There is no known remedy, as far as I am aware, specially applicable to these cases, distributed as the worms are through the muscles. Possibly impregnating the system with sulphur might have some effect. In the meantime people cannot be too careful in avoiding the risk of swallowing these creatures in pork. A certain amount of heat, that of boiling water, will kill them. Fresh pork should therefore never be eaten with any shade of redness in it, and salting or smoking alone without proper cooking should never be trusted to; and both the fat and lean of pork are to be suspected.
It may be mentioned that it has been noticed in various countries, that those persons accustomed to eat raw or underdone meat are more liable than others to tape worms.
A worm is also occasionally found in the human kidney. It is called the giant strongle (strongulus gigas). It varies in length from five inches to a yard, and is sometimes half an inch in diameter. There are no special symptoms of its presence, although it causes unpleasant feelings while in the kidney; bloody urine, retention of urine; and great suffering in its passage out of the body, either through the natural urinary channels, or by abscess and ulceration through the back.

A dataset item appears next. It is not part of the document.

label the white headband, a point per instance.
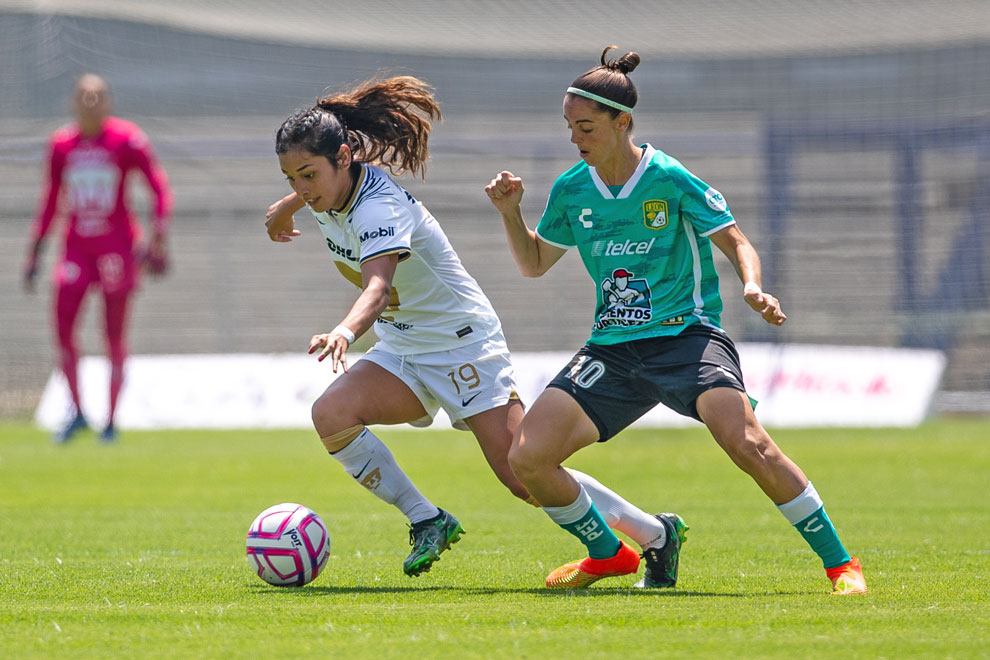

But, in addition to those animals which have their natural habitation in the human body, there are others which, or their eggs or maggots, find their way there accidentally. Thus Dr. Elliot-son mentions a case of an infant who discharged from its bowels a dozen live maggots of the common fly. He also tells us of two different patients of his who each voided a living caterpillar. One of the patients was a woman who had been in the habit of eating cabbage-stalks while she was washing them for cooking, and doubtless swallowed some of the eggs. Another case is related of a boy, who, after a dose or two of Calomel and Jalap, passed a great many caterpillars, all alive and full of activity. He had been in the habit, when in the garden, of eating young cabbage-leaves. Till this habit began he had enjoyed good health. While the animals were within his bowels, he suffered severely; had lockjaw; and fell into a state resembling coma. When they were expelled he recovered perfectly. Centipedes have in like manner been vomited and passed by the bowels. But the most wonderful instance of this kind that ever was heard of, is related by Dr. Pickells, in the "Transactions of the King and Queen's College of Physicians in Ireland." A young woman of melancholy disposition and chlorotic appearance had been in the daily habit, from some superstitious motive, of drinking water mixed with clay taken from the graves of two priests who lived and died in the odor of sanctity. In this way she probably swallowed the eggs of the insects which subsequently issued from her body. In the course of about three years and a quarter she discharged, partly by vomiting, but chiefly by the bowels, upwards of 2000 beetles, and their maggots, most of them alive. Dr. Pickells counted more than 1300. Some of them ran off as soon as they were vomited, into holes in the floor. The patient had suffered severely from pain, gnawing, and a sense of creeping at the pit of the stomach, vomiting of blood, headache and convulsions; and was at length relieved by large doses of Oil of Turpentine."